© Arcadia/BR
„Man will mir den Kopf einschlagen.“: Nein zum Krieg!
Eine Arte-Dokumentation porträtiert Russen, die mit der Politik ihres Landes nicht einverstanden sind.
Stand:
Vor dem Denkmal eines öffentlichen Platzes in Irkutsk postiert sich ein junger Russe. Egor Lesnoy hält ein beschriftetes Pappschild hoch: „Ich bin Sibirier. Ich bin gegen den Krieg in der Ukraine. NEIN ZUM KRIEG!“ Es dauert nicht lange, bis Polizisten erscheinen. „Warum sind Sie hier?“ „Einzelmahnwache“, erklärt Egor. Ein Uniformierter darauf: „Nach Artikel zwanzig Punkt zwei werden Sie festgenommen und ins Polizeirevier sieben eingeliefert“.
Aus welchem Grund, will Egor wissen. „Zwanzig Punkt zwei“, wiederholt der Polizist bürokratisch. Doch so einfach lässt der Demonstrant sich nicht abspeisen: „Ich bin kein Polizist. Erzählen Sie mir von dem Artikel.“ „Dann lesen Sie nach“, erklärt der Uniformierte stoisch. Egor muss mitkommen.
Das ist keine Szene aus einem Roman von Franz Kafka. Sondern ein alltäglicher Vorfall vom 27. Februar 2022. Es ist der dritte Tag nach Kriegsbeginn. So wie der junge Dissident Egor protestieren Tausende junge Russen gegen den völkerrechtswidrigen Überfall auf die Ukraine. Einem von ihnen gibt der Film „Abgetaucht.

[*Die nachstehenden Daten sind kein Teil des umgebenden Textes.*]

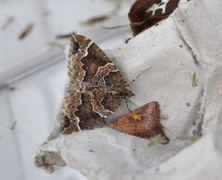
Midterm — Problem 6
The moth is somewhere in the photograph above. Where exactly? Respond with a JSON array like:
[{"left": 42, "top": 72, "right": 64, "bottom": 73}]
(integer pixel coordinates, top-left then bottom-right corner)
[
  {"left": 107, "top": 101, "right": 169, "bottom": 143},
  {"left": 61, "top": 35, "right": 134, "bottom": 134},
  {"left": 128, "top": 0, "right": 180, "bottom": 36}
]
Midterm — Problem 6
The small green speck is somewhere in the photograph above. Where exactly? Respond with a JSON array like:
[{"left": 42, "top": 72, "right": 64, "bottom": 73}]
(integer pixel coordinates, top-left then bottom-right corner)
[
  {"left": 148, "top": 134, "right": 167, "bottom": 147},
  {"left": 192, "top": 73, "right": 197, "bottom": 87},
  {"left": 179, "top": 135, "right": 199, "bottom": 143},
  {"left": 11, "top": 121, "right": 17, "bottom": 130}
]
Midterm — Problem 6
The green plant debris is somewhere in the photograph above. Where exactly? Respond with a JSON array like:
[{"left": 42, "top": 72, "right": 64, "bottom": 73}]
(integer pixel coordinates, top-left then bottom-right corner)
[
  {"left": 192, "top": 73, "right": 197, "bottom": 87},
  {"left": 148, "top": 134, "right": 167, "bottom": 147},
  {"left": 186, "top": 102, "right": 190, "bottom": 107},
  {"left": 10, "top": 121, "right": 17, "bottom": 130},
  {"left": 179, "top": 135, "right": 199, "bottom": 143}
]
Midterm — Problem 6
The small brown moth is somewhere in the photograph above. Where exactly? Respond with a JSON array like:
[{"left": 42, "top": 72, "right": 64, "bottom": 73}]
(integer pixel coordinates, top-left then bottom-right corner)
[
  {"left": 107, "top": 102, "right": 169, "bottom": 142},
  {"left": 61, "top": 35, "right": 134, "bottom": 134},
  {"left": 128, "top": 0, "right": 180, "bottom": 36}
]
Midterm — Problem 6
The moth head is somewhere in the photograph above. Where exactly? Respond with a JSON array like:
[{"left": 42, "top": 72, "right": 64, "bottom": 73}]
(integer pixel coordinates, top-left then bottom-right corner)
[{"left": 70, "top": 35, "right": 92, "bottom": 54}]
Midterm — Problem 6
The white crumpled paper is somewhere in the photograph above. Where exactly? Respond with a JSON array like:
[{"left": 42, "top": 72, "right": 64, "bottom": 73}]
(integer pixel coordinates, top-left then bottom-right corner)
[{"left": 34, "top": 0, "right": 222, "bottom": 180}]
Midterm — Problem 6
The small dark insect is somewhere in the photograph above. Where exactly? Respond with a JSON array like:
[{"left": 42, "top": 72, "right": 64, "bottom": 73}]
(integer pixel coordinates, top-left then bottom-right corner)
[
  {"left": 128, "top": 0, "right": 180, "bottom": 36},
  {"left": 56, "top": 31, "right": 76, "bottom": 39},
  {"left": 83, "top": 15, "right": 109, "bottom": 25},
  {"left": 18, "top": 23, "right": 34, "bottom": 40}
]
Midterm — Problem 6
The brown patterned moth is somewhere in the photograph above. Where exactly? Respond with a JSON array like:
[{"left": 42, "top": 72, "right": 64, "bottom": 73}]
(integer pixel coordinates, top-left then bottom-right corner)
[{"left": 61, "top": 35, "right": 134, "bottom": 134}]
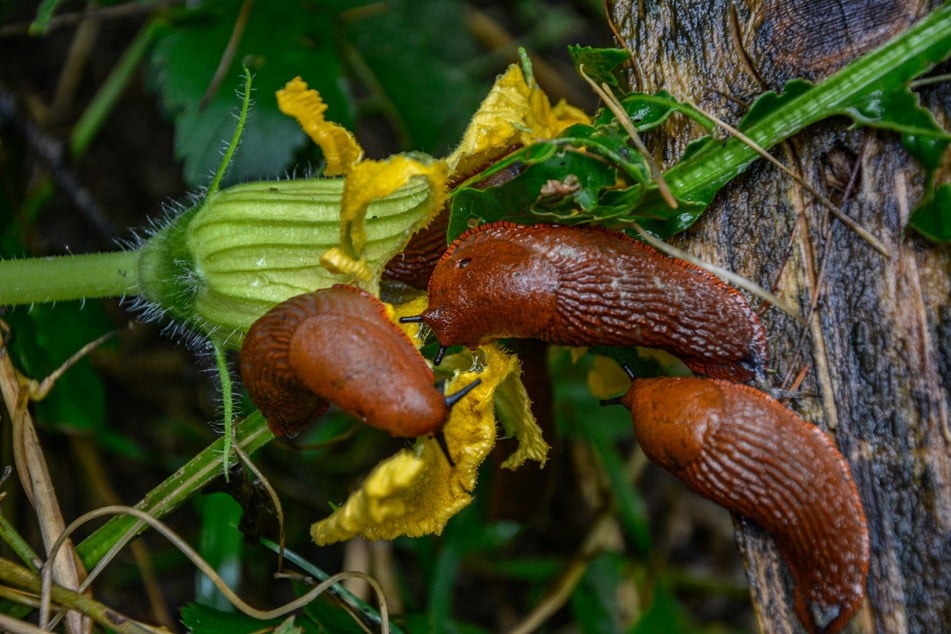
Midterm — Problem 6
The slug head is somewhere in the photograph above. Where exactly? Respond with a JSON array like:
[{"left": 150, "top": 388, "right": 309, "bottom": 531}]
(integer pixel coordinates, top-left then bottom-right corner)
[
  {"left": 422, "top": 225, "right": 558, "bottom": 348},
  {"left": 240, "top": 294, "right": 330, "bottom": 438}
]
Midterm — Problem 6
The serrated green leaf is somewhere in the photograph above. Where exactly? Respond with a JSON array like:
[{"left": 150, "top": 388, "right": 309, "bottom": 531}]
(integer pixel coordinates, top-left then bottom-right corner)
[
  {"left": 594, "top": 90, "right": 715, "bottom": 132},
  {"left": 152, "top": 0, "right": 353, "bottom": 186},
  {"left": 908, "top": 183, "right": 951, "bottom": 242},
  {"left": 847, "top": 88, "right": 951, "bottom": 170},
  {"left": 195, "top": 493, "right": 244, "bottom": 610},
  {"left": 448, "top": 141, "right": 617, "bottom": 240},
  {"left": 568, "top": 46, "right": 631, "bottom": 88}
]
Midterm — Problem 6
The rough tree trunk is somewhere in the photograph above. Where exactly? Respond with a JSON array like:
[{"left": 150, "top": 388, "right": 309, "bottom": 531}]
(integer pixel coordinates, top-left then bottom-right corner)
[{"left": 609, "top": 0, "right": 951, "bottom": 633}]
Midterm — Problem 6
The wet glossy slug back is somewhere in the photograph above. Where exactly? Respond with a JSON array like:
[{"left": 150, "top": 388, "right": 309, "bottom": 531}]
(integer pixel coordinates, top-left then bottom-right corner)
[
  {"left": 422, "top": 223, "right": 767, "bottom": 381},
  {"left": 241, "top": 286, "right": 449, "bottom": 437},
  {"left": 621, "top": 377, "right": 869, "bottom": 634}
]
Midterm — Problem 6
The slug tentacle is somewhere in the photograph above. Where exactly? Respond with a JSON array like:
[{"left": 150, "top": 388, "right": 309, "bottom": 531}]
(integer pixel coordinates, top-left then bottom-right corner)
[
  {"left": 422, "top": 222, "right": 767, "bottom": 381},
  {"left": 241, "top": 285, "right": 468, "bottom": 437},
  {"left": 621, "top": 377, "right": 869, "bottom": 633}
]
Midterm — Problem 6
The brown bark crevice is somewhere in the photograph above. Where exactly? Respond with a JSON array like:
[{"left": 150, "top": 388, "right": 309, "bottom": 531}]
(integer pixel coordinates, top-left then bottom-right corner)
[{"left": 609, "top": 0, "right": 951, "bottom": 633}]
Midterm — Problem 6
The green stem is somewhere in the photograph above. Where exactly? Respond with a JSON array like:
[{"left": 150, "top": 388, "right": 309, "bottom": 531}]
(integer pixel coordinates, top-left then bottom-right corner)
[
  {"left": 76, "top": 412, "right": 274, "bottom": 570},
  {"left": 664, "top": 3, "right": 951, "bottom": 202},
  {"left": 211, "top": 341, "right": 234, "bottom": 482},
  {"left": 0, "top": 251, "right": 139, "bottom": 306},
  {"left": 69, "top": 20, "right": 161, "bottom": 159}
]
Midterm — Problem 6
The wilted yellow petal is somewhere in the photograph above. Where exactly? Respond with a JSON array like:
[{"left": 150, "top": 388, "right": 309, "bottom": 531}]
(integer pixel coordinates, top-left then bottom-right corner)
[
  {"left": 340, "top": 154, "right": 449, "bottom": 259},
  {"left": 277, "top": 77, "right": 363, "bottom": 176},
  {"left": 588, "top": 357, "right": 631, "bottom": 398},
  {"left": 311, "top": 345, "right": 548, "bottom": 545},
  {"left": 495, "top": 372, "right": 549, "bottom": 469},
  {"left": 447, "top": 64, "right": 590, "bottom": 174}
]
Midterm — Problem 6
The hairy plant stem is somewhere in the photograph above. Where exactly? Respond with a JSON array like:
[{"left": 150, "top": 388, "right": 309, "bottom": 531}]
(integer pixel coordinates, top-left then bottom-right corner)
[
  {"left": 76, "top": 412, "right": 274, "bottom": 570},
  {"left": 0, "top": 251, "right": 139, "bottom": 306},
  {"left": 0, "top": 559, "right": 156, "bottom": 634}
]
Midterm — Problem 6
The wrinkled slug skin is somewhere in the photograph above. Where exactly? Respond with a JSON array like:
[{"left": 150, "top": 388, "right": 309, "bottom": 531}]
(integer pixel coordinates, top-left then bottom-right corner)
[
  {"left": 621, "top": 377, "right": 869, "bottom": 634},
  {"left": 422, "top": 223, "right": 767, "bottom": 381},
  {"left": 241, "top": 286, "right": 449, "bottom": 437}
]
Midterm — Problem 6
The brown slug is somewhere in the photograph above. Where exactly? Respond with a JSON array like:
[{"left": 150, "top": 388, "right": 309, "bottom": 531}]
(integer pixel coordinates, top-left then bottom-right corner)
[
  {"left": 418, "top": 222, "right": 767, "bottom": 381},
  {"left": 240, "top": 285, "right": 474, "bottom": 437},
  {"left": 620, "top": 377, "right": 869, "bottom": 634}
]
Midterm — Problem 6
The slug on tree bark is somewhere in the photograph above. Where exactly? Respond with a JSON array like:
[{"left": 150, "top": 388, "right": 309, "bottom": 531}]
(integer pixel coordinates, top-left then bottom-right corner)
[
  {"left": 417, "top": 222, "right": 767, "bottom": 381},
  {"left": 620, "top": 377, "right": 869, "bottom": 634},
  {"left": 240, "top": 285, "right": 475, "bottom": 437}
]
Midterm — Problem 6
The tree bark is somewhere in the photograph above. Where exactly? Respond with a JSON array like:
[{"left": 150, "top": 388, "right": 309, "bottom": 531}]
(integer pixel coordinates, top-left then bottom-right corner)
[{"left": 608, "top": 0, "right": 951, "bottom": 633}]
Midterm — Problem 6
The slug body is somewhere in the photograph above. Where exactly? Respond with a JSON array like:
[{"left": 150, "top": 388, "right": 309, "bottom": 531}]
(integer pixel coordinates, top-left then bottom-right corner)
[
  {"left": 241, "top": 285, "right": 449, "bottom": 437},
  {"left": 621, "top": 377, "right": 869, "bottom": 634},
  {"left": 421, "top": 222, "right": 767, "bottom": 381}
]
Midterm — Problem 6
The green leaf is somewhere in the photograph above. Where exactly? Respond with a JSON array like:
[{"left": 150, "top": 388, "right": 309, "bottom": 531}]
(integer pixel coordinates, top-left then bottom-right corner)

Junge Russen auf der Flucht“ eine Stimme (Arte, Dienstag, 23 Uhr 20).
Propaganda für den russischen Militarismus ist allgegenwärtig
Dabei wirft die Regisseurin Anna Winzer auch einen Blick auf den Alltag in einer sibirischen Stadt. Trotz weißer Schneedecke erscheint alles grau in grau. Großflächige Bildschirme am Straßenrand werben dafür, dass Sibirier ihre Mitbürger im Donbass „nicht im Stich lassen“ würden.
Die Propaganda für den russischen Militarismus ist allgegenwärtig. Passanten auf der Straße unterstützen Putins Politik. „Damit es keine amerikanischen Militärstationen gibt neben uns. Damit wir sichere Grenzen haben“, erklärt eine Dame mit heruntergezogenem Mundschutz.
Der Film zeichnet die ersten zwei Wochen nach Kriegsbeginn aus der Perspektive von Egor und seiner Familie nach. Der junge Russe ist begeisterter Umweltaktivist. Dank seiner Liebe zum Baikalsee ist der Blogger und Influencer nicht ganz unbekannt. Die internationale Presse berichtete, wie er gemeinsam mit einem Team aus tätowierten Müllsammlern tonnenweise Altreifen vom Seegrund heraufholte. Spektakuläre Internetvideos zeigen, wie Egor im dicksten Winter als Freitaucher unter der Eisdecke entlang schwimmt.
Das sind Bilder wie aus einer anderen Welt. Doch der Angriffskrieg veränderte alles. Trotz seiner Lebensfreude, die aus der Umweltverbundenheit mit dem Baikalsee hervorgeht, haben Egor und seine Familie mit Russland gebrochen. „Man raubt uns unsere Heimat“, erklärt Egor. „Als Russen sind wir geächtet. Wir werden nirgendwo auf der Welt dazu gehören“.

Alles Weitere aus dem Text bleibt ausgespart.